The pilot advised the 14 parachutists that they were returning to land because of the weather.
The approach was a stabilized, power-on approach, which was much flatter than the previous approaches with an empty airplane.
The pilot used flaps incrementally to 30° (full flaps), initiated a flare over the threshold, and touched down at 65 knots. He used full-reverse propeller and retracted the flaps during the landing roll.
When he started to apply the brakes, he discovered that the braking action was null. The grass runway was wet because of a recent rain shower.
Because of the hot temperature, humidity, full load of parachutists, and trees at the end of the runway, he decided not to attempt a go-around. He held full aft on the control yoke for aerodynamic braking, stayed in full-reverse propeller, and braked as much as possible without locking the wheels up.
Just before coming to a complete stop (about 5 to 10 mph), the airplane rolled into a ditch before a road beyond the departure end of the runway, which resulted in substantial damage to the empennage.
According to the airplane manufacturer, the applicable Pilot’s Operating Handbook (POH) tables did not provide distances for landing on wet grass runways. However, for landing on dry grass runways, 40% distance was added to the normal landing roll distance chart figures.

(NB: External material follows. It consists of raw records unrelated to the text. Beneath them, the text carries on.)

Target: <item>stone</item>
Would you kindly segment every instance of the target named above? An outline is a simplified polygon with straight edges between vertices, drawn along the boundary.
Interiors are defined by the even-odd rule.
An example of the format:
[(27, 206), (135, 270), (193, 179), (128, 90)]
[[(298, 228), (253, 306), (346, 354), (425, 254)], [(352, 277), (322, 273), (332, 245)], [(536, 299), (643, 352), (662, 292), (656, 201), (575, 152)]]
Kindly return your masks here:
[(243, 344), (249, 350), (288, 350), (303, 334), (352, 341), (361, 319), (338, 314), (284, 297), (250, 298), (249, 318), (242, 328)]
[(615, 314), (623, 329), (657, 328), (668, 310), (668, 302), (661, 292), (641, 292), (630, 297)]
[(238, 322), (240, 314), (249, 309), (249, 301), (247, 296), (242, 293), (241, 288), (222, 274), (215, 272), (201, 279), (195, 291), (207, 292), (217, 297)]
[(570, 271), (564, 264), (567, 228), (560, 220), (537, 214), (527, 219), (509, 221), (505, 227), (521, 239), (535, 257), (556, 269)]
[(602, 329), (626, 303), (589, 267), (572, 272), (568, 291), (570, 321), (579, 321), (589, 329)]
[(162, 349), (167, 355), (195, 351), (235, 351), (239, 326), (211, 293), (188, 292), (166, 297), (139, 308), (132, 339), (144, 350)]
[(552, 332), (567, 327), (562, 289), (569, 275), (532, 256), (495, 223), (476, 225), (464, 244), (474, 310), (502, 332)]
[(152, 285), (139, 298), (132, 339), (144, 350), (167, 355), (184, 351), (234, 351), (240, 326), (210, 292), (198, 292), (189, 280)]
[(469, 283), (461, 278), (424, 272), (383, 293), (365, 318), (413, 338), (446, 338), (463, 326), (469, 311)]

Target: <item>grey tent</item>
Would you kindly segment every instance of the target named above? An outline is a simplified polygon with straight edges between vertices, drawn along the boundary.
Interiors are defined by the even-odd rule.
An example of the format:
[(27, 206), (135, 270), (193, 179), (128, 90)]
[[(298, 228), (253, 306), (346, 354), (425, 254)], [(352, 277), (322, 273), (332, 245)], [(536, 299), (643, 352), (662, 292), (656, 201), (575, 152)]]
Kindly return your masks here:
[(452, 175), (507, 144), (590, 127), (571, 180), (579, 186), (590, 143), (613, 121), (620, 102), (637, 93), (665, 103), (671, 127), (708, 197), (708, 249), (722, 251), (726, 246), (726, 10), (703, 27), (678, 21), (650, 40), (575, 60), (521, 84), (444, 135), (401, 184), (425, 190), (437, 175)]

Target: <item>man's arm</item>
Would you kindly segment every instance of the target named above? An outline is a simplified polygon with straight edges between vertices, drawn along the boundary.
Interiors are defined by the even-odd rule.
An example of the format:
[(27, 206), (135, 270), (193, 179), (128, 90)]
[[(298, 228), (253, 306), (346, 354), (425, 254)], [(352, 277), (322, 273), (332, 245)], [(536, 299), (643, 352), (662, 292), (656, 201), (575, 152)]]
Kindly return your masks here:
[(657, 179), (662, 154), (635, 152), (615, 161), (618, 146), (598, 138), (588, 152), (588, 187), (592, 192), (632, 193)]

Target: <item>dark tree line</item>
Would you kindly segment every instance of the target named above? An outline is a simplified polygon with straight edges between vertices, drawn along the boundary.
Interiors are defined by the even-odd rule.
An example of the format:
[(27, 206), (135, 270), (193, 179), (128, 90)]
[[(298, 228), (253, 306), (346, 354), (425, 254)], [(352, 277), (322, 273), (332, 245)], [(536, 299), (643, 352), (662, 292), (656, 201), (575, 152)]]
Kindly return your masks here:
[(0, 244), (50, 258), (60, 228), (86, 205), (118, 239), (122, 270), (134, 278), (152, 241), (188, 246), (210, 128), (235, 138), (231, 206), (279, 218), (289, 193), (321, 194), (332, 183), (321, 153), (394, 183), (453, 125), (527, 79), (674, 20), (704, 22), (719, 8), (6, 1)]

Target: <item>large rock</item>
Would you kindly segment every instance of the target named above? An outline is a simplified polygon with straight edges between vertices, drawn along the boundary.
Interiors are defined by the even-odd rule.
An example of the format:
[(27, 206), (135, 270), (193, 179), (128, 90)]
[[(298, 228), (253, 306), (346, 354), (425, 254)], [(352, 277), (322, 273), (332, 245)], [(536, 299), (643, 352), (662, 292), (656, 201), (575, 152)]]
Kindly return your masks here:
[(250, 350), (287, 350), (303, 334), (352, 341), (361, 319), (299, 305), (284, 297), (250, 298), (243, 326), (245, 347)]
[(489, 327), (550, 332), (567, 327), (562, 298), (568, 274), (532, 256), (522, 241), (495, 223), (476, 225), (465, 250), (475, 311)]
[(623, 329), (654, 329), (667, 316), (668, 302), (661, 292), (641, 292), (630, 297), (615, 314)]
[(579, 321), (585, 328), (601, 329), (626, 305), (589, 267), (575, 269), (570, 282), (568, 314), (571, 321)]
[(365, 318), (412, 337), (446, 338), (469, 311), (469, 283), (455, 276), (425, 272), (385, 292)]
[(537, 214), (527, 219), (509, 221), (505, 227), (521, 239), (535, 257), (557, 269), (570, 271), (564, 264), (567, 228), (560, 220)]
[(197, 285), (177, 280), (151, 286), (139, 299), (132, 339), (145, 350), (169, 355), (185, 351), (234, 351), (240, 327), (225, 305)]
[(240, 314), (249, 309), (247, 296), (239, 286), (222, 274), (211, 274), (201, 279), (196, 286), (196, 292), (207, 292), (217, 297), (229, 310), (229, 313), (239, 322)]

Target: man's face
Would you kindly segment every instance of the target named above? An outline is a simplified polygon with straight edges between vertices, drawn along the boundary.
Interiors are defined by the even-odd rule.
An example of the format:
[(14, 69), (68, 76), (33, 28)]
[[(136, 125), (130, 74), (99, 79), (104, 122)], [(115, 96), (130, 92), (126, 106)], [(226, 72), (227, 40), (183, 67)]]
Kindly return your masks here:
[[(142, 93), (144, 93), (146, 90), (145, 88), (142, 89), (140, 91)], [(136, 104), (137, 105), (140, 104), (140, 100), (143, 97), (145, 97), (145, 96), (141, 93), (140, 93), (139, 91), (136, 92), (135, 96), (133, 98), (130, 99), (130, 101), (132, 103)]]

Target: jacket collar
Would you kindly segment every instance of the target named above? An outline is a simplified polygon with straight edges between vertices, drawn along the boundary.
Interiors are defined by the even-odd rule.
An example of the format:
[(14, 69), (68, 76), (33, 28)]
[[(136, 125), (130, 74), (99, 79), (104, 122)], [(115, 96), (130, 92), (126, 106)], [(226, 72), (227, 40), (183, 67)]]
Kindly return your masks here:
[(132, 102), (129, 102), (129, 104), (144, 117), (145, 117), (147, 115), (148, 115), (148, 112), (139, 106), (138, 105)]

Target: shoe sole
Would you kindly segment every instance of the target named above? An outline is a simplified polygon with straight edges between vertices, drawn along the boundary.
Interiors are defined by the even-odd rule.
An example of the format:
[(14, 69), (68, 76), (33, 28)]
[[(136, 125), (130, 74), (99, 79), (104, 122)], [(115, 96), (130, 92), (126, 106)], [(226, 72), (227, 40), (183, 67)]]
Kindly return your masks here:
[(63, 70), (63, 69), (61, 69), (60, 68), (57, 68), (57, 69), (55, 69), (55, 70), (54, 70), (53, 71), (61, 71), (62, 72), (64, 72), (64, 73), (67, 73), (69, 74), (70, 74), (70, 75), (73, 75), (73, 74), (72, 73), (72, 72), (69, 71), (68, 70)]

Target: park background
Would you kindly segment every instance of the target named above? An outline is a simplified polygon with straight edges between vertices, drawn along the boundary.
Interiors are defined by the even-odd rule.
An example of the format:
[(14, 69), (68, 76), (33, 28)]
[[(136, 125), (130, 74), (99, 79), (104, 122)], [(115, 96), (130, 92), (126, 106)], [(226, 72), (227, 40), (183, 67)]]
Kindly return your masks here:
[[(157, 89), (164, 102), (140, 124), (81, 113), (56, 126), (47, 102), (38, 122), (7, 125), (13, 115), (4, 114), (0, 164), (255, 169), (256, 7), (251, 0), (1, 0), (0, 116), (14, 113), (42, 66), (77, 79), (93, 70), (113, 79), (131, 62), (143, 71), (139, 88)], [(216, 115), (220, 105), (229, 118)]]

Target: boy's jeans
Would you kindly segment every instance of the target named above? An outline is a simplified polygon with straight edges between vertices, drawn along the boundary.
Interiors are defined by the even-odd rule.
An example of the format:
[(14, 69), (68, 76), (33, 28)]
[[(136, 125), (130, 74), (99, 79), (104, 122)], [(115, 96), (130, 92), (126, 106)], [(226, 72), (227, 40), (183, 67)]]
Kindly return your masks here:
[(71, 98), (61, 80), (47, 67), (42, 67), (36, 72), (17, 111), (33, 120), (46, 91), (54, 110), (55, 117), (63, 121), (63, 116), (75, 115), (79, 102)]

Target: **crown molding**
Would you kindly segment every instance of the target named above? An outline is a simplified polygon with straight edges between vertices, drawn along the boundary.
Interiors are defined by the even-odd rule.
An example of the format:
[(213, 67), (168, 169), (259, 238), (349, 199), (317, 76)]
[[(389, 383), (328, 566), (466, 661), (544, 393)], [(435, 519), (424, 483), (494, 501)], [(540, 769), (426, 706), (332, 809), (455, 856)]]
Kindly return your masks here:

The pilot reported the airplane weighed 8,010 lbs, and the nearest weather reporting station to the accident site, located at an airport about 16 miles to the north, reported that the temperature was 30°C at the time of the accident.
According to the POH chart, the minimum required landing distance would have been about 2,265′. The published length of the runway was 1,950′.
The closest airport had an available runway that was 5,507′ long, which would have been well within the safe stopping distance for the fully loaded airplane.
The pilot’s decision to land the fully loaded airplane on the wet grass runway that had insufficient length for the landing led to the runway overrun. If he had chosen to land at the nearby airport that had sufficient length for the landing, the accident may have been avoided.
Probable cause: The pilot’s decision to land the fully loaded parachutist drop airplane on a wet grass runway that had insufficient length for the landing in high temperature conditions, which resulted in a runway overrun, when a more suitable longer runway was available at a nearby airport.
NTSB Identification: CEN16LA288
This July 2016 accident report is provided by the National Transportation Safety Board. Published as an educational tool, it is intended to help pilots learn from the misfortunes of others.
Been there, done that. If I had been in a tail dragger, I could have done a controlled semi ground loop but instead, I tested the integrity of the wing to fuselage attach fittings on a 172 by sliding between 2 trees. After that, I never flew an airplane that didn’t have shoulder harnesses and never will. The grass I landed on was winter rye grass and it is composed of mostly water. I would have gone around, but by time I realized the braking was nil, it was too late.. When we attempted to tow the plane, the tires on the pickup truck would only spin and we had to get a tractor to do the job.
Wylbur Wrong says
Might I suggest that NTSB needs to read the regs. The pilot needed to declare an emergency so that he could land at the other airport so as to NOT violate the Part 135/119 regs. Doing parachute ops is exempted from the other regs, but landing at another airport with pax causes 135 to become applicable. The “E” word nullifies it.
For those of you wanting to get a CPL — that question, or one similar to it, will be part of the Orals and may even be on the new written.
Brian K says
I took my private pilot check ride at a 2200′ grass strip. I flew in from my home base (long and paved) to the grass strip and was rather surprised to get the “null” braking action that resulted from the morning dew on the grass. I’m sure glad I hadn’t landed long and didn’t need the brakes, or else that would have been one embarrassing start to a check ride.
Robert Hartmaier says
That “null” braking action will get you every time!